De bouw van Banteay Srei – de Citadel van de Vrouwen – begon in 967 onder auspiciën van Yajnavaraha, de Brahmaanse leraar van koning Rajendravarman II en werd onder de regering van diens opvolger Jayavarman V afgerond. Banteay Srei was geen koninklijke staatstempel en is daarom beperkt van afmetingen.

Het tempelcomplex werd in 1914 door de Fransen ontdekt. Het werd in de jaren dertig in zijn geheel ontmanteld en steen voor steen weer waarheidsgetrouw opgebouwd. Het verkeert nu in een uitstekende staat.

Het is niet de monumentale omvang of de architectuur die de aandacht trekken, maar de bijzonder gedetailleerde bas-reliëfs van adembenemende schoonheid. De Khmer gebruikten een zacht soort roze zandsteen dat zich makkelijk liet bewerken. Daardoor konden ze het beeldhouwwerk diep uithakken, waardoor er een bijna driedimensionaal effect ontstond. Doordat het zandsteen na bewerking in de loop de jaren harder werd, zijn de reliëfs goed bewaard gebleven. De Franse archeologen die het bouwwerk voor het eerst zagen, waren zo onder de indruk dat ze Banteay Srei collectief uitriepen tot ‘juweel van Angkor’.

Vanaf het oosten gaat een 75 m lange processieweg naar de hoofdtempel op een ommuurd terrein. De oostelijke toegangspoort heeft decoraties met bloemen en bladmotieven. In het complex staan op een laag gemeenschappelijk platform drie torens, met aan weerskanten een bibliotheek. De toren links en die in het midden zijn gewijd aan Shiva, de rechter aan Vishnoe.
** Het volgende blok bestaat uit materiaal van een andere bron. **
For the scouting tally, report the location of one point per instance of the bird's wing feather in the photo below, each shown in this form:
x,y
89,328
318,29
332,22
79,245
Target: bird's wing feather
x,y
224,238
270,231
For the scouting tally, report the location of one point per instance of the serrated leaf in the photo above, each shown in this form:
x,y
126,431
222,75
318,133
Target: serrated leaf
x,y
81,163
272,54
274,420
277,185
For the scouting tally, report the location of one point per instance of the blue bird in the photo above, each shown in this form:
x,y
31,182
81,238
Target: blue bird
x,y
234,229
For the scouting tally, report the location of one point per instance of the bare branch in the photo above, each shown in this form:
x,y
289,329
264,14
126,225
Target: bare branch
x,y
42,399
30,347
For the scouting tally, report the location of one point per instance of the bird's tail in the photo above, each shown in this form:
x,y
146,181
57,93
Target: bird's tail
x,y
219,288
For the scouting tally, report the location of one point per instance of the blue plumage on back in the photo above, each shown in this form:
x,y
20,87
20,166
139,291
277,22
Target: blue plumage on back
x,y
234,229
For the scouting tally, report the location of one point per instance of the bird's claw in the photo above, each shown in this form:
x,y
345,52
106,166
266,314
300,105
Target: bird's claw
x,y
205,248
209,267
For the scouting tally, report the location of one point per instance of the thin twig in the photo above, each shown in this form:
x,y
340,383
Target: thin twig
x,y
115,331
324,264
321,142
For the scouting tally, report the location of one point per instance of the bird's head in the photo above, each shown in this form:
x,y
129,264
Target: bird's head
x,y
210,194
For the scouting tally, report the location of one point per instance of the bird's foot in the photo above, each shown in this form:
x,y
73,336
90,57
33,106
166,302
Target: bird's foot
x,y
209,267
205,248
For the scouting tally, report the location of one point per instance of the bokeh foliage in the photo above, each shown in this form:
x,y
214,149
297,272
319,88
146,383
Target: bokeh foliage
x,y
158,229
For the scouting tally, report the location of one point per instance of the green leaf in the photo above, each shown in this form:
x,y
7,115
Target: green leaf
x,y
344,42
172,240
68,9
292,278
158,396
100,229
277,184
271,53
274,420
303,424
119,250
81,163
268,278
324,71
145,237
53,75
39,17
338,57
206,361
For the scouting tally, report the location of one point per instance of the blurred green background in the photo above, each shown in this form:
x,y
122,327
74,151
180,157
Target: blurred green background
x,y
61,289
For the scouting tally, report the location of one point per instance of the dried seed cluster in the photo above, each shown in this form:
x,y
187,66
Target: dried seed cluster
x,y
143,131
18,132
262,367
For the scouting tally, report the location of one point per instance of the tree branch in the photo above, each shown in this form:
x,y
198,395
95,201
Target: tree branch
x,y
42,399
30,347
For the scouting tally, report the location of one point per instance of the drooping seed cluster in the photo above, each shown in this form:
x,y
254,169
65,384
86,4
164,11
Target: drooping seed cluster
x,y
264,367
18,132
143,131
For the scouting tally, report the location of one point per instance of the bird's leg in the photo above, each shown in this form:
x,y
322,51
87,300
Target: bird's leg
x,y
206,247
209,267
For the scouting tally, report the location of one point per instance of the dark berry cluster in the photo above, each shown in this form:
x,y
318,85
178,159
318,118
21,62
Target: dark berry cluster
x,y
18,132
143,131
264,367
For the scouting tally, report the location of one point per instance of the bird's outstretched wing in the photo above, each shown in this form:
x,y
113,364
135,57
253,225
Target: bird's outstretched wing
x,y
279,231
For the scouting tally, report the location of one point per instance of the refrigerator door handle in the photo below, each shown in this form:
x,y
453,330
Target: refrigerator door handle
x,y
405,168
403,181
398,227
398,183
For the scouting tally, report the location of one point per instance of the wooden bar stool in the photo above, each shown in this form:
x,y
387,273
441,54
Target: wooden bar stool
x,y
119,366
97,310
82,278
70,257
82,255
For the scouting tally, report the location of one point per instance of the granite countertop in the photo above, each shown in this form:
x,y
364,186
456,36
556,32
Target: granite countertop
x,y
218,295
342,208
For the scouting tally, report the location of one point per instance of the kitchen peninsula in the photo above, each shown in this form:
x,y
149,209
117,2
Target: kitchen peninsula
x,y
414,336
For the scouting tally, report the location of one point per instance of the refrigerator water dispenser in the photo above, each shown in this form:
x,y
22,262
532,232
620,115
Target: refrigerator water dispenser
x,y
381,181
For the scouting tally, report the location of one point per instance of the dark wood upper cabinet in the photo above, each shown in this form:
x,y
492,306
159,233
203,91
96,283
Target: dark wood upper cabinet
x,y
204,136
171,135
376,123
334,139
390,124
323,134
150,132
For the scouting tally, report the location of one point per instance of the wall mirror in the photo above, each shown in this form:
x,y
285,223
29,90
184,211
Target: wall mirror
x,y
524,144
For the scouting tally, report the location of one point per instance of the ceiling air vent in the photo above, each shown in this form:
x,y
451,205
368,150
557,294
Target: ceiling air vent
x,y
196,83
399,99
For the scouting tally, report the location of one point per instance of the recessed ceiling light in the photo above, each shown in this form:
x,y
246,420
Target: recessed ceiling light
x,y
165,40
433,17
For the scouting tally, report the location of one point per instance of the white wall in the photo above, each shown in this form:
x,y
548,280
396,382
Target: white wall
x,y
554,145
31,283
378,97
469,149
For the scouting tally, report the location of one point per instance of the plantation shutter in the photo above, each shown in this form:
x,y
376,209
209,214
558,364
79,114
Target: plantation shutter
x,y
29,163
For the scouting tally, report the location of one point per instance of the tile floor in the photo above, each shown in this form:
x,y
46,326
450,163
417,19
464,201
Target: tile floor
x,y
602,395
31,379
Vanwege het grote aantal bezoekers en ter bescherming van het beeldhouwwerk is het niet meer mogelijk het platform te betreden. Maar ook van een kleine afstand zijn de bas-reliëfs bijzonder indrukwekkend. De bouwwerken lijken behangen met ornamenten, alsof de beeldhouwers geen centimeter onbenut wilden laten. Op muren, ramen, deurkozijnen en daken wordt in steen het verhaal van het dichtwerk Ramayana uitgebeeld. Een van de meest aansprekende scènes is de ontvoering van Sita door de demonenkoning Ravana op de centrale toren. Vooral betoverend zijn de timpanen, de driehoekige panelen boven de entrees. In nissen op de hoeken van de torens zijn beelden te zien van goden en godinnen, de vrouwen gehuld in traditionele kleding en met sieraden. Het meest intrigerende beeld, dat van Shiva met zijn partner Uma op zijn knie, bevindt zich in het Nationaal Museum in Phnom Penh.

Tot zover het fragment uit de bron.